«El agua ha alcanzado el metro y medio y ha destrozado todo»

Labores de limpieza en el bar El Niño Perdido tdespués de las inundaciones. / Rodrigo Jiménez

Los 37,2 litros que ha dejado la tormenta en Valladolid han obligado al cierre de negocios

RUBÉN SÁEZ

El cielo encapotado, el fuerte viento y los truenos se presentaron en Valladolid como preludio de la impresionante tromba de agua que ha desbordado la ciudad. Locales inundados, garajes inutilizados o calles embadurnadas de barro

Una vez más las predicciones volvieron a fallar, no fueron 20 litros, sino 37,2 los que anegaron los distintos puntos de la ciudad. El agua corría por las calles y el teléfono de los servicios de emergencias no paraba de sonar. Cientos de avisos a los que no había manera de hacer frente: vehículos atrapados, sótanos sumergidos o desprendimientos. Valladolid no había vivido nunca una situación igual, !20'2 litros en diez minutos¡ Una cifra récord, según la Aemet.

Apenas doce hora después de la espectacular tormenta, los comercios y locales siguen achicando agua, revisando daños y haciendo balance de una situación que«nunca fue tan gorda», como aseguran desde uno de los locales afectados.

A lo largo del Paseo de Zorrilla, una de las zonas más dañadas, se suceden las labores de limpieza y el intento de una vuelta a la normalidad. «Vine por la noche porque nos lo esperábamos peor», afirma Pilar, gerente de una de las peluquerías afectadas.

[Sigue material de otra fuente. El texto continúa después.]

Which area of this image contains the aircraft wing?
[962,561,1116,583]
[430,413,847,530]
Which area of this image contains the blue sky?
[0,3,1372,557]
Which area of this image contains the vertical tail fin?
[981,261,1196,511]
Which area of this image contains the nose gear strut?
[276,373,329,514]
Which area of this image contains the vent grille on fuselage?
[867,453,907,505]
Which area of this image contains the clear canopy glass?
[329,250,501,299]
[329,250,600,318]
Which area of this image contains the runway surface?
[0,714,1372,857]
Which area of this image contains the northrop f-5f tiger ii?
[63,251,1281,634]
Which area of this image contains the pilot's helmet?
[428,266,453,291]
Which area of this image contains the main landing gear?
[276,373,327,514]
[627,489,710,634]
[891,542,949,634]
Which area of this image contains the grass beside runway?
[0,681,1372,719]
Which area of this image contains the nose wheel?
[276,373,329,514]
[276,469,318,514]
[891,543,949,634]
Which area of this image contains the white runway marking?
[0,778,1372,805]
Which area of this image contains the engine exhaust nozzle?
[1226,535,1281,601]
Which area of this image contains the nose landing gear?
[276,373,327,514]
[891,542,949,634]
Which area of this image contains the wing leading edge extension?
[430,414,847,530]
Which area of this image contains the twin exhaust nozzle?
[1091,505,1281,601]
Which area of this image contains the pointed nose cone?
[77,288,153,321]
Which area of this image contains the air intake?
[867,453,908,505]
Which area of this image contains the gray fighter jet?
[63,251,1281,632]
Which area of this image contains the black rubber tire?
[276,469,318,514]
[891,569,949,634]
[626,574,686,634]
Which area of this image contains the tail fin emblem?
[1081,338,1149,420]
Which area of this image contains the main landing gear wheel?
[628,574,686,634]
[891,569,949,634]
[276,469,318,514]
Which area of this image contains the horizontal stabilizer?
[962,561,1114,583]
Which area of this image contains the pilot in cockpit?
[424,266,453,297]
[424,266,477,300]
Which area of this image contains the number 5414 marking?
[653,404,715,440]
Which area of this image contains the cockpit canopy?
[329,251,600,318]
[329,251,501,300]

Sin embargo, desde Aceitunas Olibher, con la planta baja inhabilitada por el agua, mantienen que no es la primera vez y «hay que buscar soluciones».

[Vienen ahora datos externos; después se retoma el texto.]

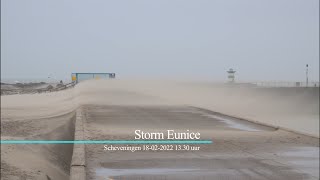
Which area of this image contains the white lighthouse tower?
[227,68,236,83]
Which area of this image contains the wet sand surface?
[83,106,319,179]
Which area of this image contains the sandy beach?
[1,80,319,180]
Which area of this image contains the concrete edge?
[189,106,320,139]
[70,108,86,180]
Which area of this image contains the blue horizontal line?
[1,140,212,144]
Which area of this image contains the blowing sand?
[1,80,319,180]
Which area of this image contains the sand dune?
[1,80,319,137]
[1,79,319,179]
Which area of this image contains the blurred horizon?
[1,0,319,82]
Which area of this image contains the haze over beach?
[1,0,319,82]
[1,0,319,180]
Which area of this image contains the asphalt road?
[83,106,319,180]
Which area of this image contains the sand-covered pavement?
[1,80,319,179]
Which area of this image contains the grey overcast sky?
[1,0,319,81]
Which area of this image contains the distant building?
[227,68,236,83]
[71,73,116,83]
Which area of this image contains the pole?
[306,64,309,87]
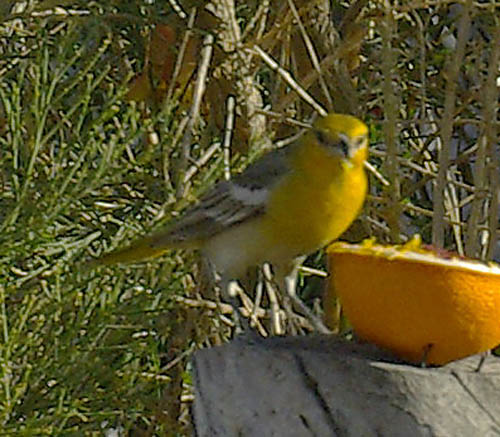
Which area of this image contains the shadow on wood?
[193,336,500,437]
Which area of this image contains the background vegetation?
[0,0,500,436]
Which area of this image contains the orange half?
[324,239,500,365]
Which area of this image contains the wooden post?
[193,335,500,437]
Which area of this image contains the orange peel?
[324,237,500,365]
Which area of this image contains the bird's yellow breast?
[261,138,367,256]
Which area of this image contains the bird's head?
[311,114,368,166]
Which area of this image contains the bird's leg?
[276,256,331,334]
[220,277,250,335]
[201,256,246,334]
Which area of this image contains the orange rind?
[324,237,500,365]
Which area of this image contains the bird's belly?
[203,218,269,279]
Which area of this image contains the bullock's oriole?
[93,114,368,328]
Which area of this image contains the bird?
[91,113,368,330]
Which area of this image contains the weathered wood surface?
[193,336,500,437]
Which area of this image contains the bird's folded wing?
[87,148,289,268]
[152,148,290,247]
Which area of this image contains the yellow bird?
[92,114,368,328]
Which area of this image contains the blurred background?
[0,0,500,436]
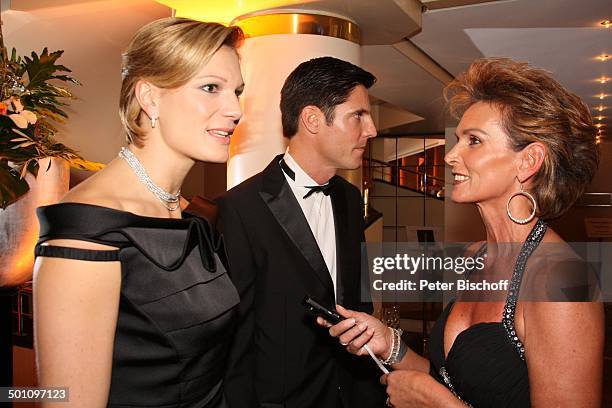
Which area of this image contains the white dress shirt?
[283,148,337,295]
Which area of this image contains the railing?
[363,159,444,198]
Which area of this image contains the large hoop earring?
[506,181,537,225]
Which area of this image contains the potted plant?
[0,22,103,287]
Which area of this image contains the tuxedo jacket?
[217,155,385,408]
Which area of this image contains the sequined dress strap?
[502,220,547,360]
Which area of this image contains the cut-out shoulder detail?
[34,245,119,262]
[40,239,119,251]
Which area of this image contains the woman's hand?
[380,370,465,408]
[317,305,392,359]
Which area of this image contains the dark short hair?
[280,57,376,138]
[444,58,599,220]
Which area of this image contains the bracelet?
[381,327,407,365]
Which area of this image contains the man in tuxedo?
[218,57,385,408]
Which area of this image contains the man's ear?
[518,142,547,183]
[134,79,160,119]
[300,105,325,134]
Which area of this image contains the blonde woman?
[34,18,243,408]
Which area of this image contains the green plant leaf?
[0,161,30,209]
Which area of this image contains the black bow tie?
[279,159,334,199]
[302,180,332,198]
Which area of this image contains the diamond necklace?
[119,147,181,211]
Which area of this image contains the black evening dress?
[429,220,546,408]
[36,203,239,408]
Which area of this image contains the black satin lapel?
[259,182,334,294]
[330,186,354,304]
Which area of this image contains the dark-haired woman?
[319,58,604,408]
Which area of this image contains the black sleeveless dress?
[429,220,546,408]
[36,203,239,408]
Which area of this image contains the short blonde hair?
[444,58,599,220]
[119,17,244,147]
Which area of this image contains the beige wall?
[2,0,171,178]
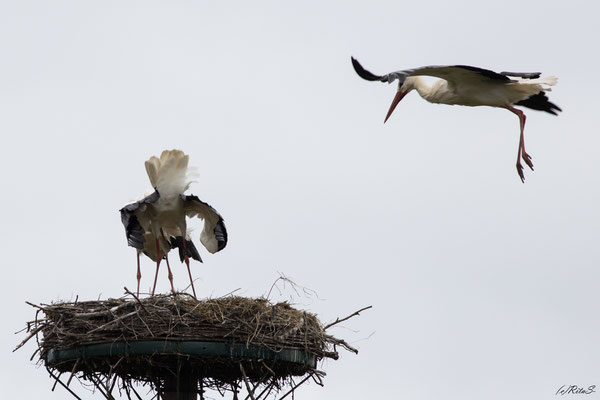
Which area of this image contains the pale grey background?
[0,0,600,399]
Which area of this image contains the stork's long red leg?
[165,254,175,294]
[504,105,533,182]
[152,239,162,296]
[136,251,142,297]
[183,237,198,299]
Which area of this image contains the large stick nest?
[17,293,362,398]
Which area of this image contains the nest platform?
[19,293,364,398]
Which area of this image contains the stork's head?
[383,77,415,124]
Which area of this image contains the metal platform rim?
[46,340,317,368]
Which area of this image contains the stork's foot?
[517,160,525,183]
[522,150,533,171]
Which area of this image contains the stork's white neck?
[402,76,447,103]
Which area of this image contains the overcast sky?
[0,0,600,400]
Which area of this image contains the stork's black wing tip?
[350,56,387,82]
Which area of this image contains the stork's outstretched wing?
[181,194,227,253]
[352,57,541,85]
[119,190,160,250]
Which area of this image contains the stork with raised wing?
[120,150,227,297]
[352,57,562,182]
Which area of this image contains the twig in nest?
[323,306,373,331]
[279,373,312,400]
[46,367,81,400]
[123,286,150,314]
[240,363,256,400]
[266,272,319,300]
[13,325,44,353]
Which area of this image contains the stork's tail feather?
[146,150,191,197]
[515,92,562,115]
[171,236,202,262]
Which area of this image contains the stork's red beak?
[383,90,408,124]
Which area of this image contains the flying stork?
[120,150,227,297]
[352,57,562,182]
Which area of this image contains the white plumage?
[352,58,562,182]
[121,150,227,296]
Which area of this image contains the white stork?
[352,57,562,182]
[120,150,227,297]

Pero sin duda, el protagonista de una de las imágenes más impactantes que ha dejado la lluvia en Valladolid ha sido la coctelería El Niño Perdido. Ricardo Izquierdo, camarero que se encontraba en el local cuando se comenzó a innundar, asegura que «el agua llegó hasta el metro y medio» y «ha destrozado todo». A consecuencia de la intensa tormenta, este bar de copas no sabe cuando va a poder reabrir sus puertas.

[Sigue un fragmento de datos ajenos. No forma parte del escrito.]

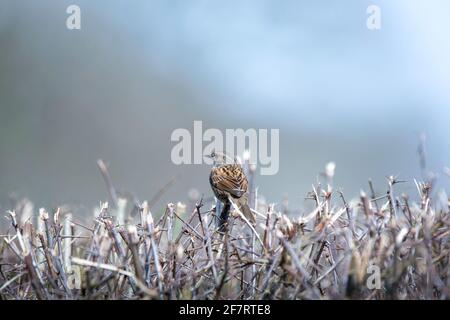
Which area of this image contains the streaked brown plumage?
[209,152,255,231]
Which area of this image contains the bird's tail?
[219,201,231,232]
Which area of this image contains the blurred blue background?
[0,0,450,209]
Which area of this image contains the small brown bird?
[209,151,256,231]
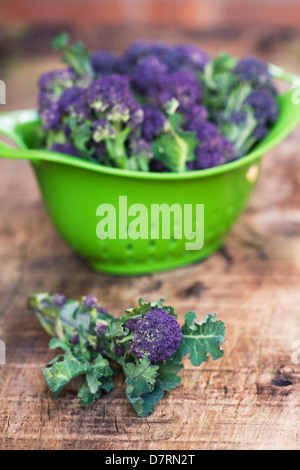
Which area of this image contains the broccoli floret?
[130,308,182,364]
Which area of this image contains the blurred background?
[0,0,300,110]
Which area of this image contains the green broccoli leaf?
[123,357,159,385]
[67,118,93,160]
[152,100,198,172]
[104,126,131,170]
[42,352,91,399]
[123,358,163,416]
[49,338,71,352]
[173,311,225,366]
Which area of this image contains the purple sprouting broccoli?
[125,318,138,331]
[81,294,98,310]
[149,158,170,173]
[130,308,182,364]
[141,105,167,142]
[127,134,153,171]
[95,320,108,335]
[53,294,67,307]
[49,142,80,157]
[187,121,234,170]
[46,74,144,169]
[217,88,279,157]
[155,70,202,112]
[86,75,143,128]
[29,293,225,417]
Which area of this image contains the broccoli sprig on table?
[29,293,225,417]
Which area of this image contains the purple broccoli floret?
[53,294,67,307]
[82,294,97,309]
[125,318,138,331]
[142,105,167,142]
[95,320,108,335]
[156,70,201,112]
[130,308,182,364]
[87,75,143,128]
[187,121,234,170]
[49,142,80,157]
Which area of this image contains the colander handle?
[0,110,40,160]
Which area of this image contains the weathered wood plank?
[0,30,300,450]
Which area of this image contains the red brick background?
[0,0,300,28]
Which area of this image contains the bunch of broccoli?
[38,34,278,172]
[29,293,225,417]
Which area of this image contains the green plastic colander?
[0,66,300,274]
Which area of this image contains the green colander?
[0,66,300,274]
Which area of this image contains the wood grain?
[0,30,300,450]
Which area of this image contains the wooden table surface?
[0,26,300,450]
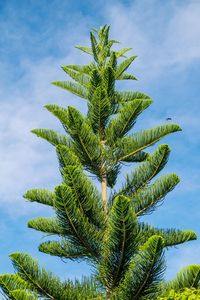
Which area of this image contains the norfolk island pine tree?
[0,26,200,300]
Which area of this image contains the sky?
[0,0,200,290]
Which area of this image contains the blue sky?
[0,0,200,290]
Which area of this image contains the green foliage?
[0,25,200,300]
[157,288,200,300]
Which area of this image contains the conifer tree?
[0,26,200,300]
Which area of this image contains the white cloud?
[106,0,200,80]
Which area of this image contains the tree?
[0,26,200,300]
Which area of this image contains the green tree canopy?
[0,26,200,300]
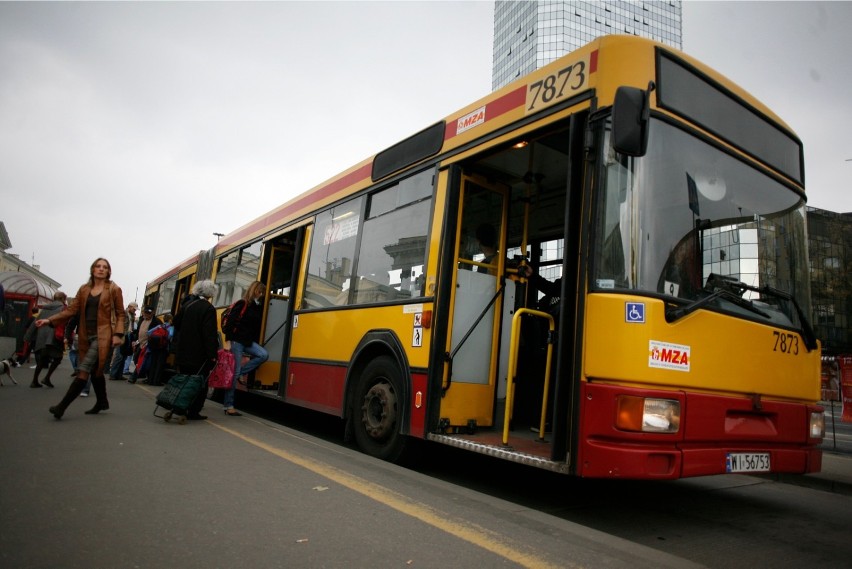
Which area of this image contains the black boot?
[41,359,62,387]
[86,376,109,415]
[30,364,42,387]
[50,373,89,419]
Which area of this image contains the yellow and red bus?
[146,36,824,479]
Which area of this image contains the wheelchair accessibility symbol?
[624,302,645,324]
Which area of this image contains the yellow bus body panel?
[290,303,432,368]
[584,294,820,403]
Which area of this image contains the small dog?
[0,360,18,387]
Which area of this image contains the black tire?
[351,356,408,462]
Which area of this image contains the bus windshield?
[593,119,810,327]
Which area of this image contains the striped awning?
[0,271,56,304]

«Había cuatro dedos de agua»

Una situación similar ha vivido la Escuela Infantil Municipal Campanilla, en Parquesol, que al abrir sus puertas se ha encontrado con «cuatro dedos de agua». Solo tres de sus siete aulas se habían librado de los efectos de la tormenta, lo que ha obligado a acoger solamente a los niños a los que era imposible recoger. «Aún sigue saliendo agua del suelo», afirma su directora.

Entre las labores de limpieza y las miradas de preocupación surge un último anhelo común: «A ver qué pasa con el seguro».